Selanjutnya, meskipun manifestasi yang dialami ringan dan sedang, sebaiknya Challenge dicoba kembali di bawah pengawasan dokter.
Hal ini dilakukan untuk mengantisipasi respon yang berat.

Karena jika pada awalnya manifestasi ringan, bisa saja respon selanjutnya menimbulkan manifestasi sedang hingga berat.
Bahkan bisa juga, jika awalnya belum muncul manifestasi alergi, bisa timbul kembali pada waktu berikutnya.
"Misalnya pertama kali makan udang nggak papa, eh makan udang kedua, ketiga, keempat muncul."
"Sebenarnya nggak papa itu karena belum muncul manifestasi, tetapi respon imun di dalam tubuh sebenarnya sudah ada," jelas Roro.

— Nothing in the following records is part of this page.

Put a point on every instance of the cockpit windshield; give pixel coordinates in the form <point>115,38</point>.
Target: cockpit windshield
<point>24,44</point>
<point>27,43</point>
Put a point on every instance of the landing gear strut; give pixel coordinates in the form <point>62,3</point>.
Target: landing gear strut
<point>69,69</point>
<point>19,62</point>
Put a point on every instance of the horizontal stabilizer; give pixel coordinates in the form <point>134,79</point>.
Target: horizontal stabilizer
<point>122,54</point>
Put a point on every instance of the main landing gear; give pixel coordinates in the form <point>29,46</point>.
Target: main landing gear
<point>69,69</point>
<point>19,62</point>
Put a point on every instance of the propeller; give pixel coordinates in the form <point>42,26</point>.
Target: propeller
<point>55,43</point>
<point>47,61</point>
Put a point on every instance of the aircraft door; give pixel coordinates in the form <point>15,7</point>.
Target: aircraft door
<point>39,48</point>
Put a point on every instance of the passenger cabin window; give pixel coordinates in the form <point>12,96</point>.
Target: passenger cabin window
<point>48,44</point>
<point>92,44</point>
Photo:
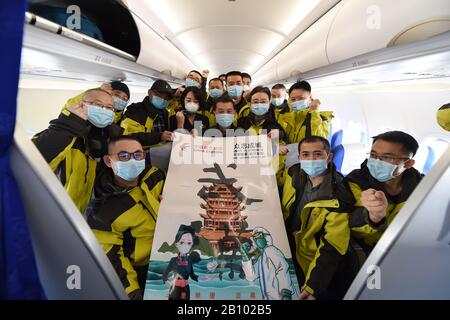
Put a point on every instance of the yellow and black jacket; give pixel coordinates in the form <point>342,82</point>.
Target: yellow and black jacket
<point>70,145</point>
<point>321,244</point>
<point>363,230</point>
<point>138,122</point>
<point>123,220</point>
<point>306,123</point>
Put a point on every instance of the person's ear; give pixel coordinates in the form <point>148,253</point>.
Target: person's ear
<point>107,161</point>
<point>409,164</point>
<point>330,158</point>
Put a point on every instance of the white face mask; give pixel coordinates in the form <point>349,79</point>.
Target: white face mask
<point>191,107</point>
<point>184,248</point>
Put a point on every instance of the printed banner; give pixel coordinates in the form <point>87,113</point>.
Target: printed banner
<point>220,232</point>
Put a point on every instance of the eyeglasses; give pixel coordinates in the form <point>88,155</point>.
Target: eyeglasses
<point>125,156</point>
<point>100,105</point>
<point>390,159</point>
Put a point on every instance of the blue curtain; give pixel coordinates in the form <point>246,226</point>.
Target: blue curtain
<point>18,273</point>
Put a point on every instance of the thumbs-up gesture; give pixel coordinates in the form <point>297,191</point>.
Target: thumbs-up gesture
<point>79,109</point>
<point>376,203</point>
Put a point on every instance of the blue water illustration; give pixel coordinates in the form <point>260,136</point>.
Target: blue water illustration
<point>224,283</point>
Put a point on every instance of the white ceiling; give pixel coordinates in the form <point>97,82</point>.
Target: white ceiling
<point>223,35</point>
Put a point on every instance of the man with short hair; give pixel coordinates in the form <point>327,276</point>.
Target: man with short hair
<point>148,121</point>
<point>225,115</point>
<point>247,81</point>
<point>123,212</point>
<point>279,105</point>
<point>235,90</point>
<point>382,186</point>
<point>74,142</point>
<point>305,120</point>
<point>315,206</point>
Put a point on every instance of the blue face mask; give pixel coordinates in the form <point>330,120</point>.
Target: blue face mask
<point>119,103</point>
<point>314,168</point>
<point>159,103</point>
<point>300,105</point>
<point>128,170</point>
<point>261,243</point>
<point>191,83</point>
<point>383,171</point>
<point>260,109</point>
<point>215,93</point>
<point>100,117</point>
<point>235,91</point>
<point>224,119</point>
<point>277,102</point>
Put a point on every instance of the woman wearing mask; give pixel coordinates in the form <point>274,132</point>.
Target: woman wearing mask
<point>192,100</point>
<point>260,118</point>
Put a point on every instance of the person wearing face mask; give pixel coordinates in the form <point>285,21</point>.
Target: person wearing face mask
<point>235,89</point>
<point>247,80</point>
<point>260,118</point>
<point>120,93</point>
<point>188,118</point>
<point>279,106</point>
<point>225,115</point>
<point>381,186</point>
<point>315,205</point>
<point>305,120</point>
<point>124,210</point>
<point>74,142</point>
<point>148,121</point>
<point>193,79</point>
<point>216,90</point>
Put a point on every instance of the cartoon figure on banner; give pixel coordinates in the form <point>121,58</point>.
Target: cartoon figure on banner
<point>270,267</point>
<point>182,266</point>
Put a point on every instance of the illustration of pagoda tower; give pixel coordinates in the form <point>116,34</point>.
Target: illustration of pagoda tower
<point>223,220</point>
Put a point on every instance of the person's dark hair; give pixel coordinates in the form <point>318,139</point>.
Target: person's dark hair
<point>214,79</point>
<point>409,144</point>
<point>246,75</point>
<point>260,89</point>
<point>183,229</point>
<point>312,139</point>
<point>198,72</point>
<point>198,94</point>
<point>88,92</point>
<point>233,73</point>
<point>304,85</point>
<point>113,140</point>
<point>223,99</point>
<point>279,86</point>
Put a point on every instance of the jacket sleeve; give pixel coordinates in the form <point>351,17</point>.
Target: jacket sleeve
<point>333,246</point>
<point>320,124</point>
<point>359,221</point>
<point>112,245</point>
<point>55,142</point>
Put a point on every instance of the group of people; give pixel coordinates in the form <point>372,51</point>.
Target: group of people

Baca juga: Gejala Kanker Pankreas Sangat Umum dan Tidak Menyakitkan, Termasuk Gatal Disertai Kulit Menguning
Sehingga jika kita menerima protein yang sama, dalam hal ini adalah protein udang, akhirnya muncul lagi respon alergi.
Ketika respon tersebut sudah banyak dan memuncak, barulah bermanifestasi.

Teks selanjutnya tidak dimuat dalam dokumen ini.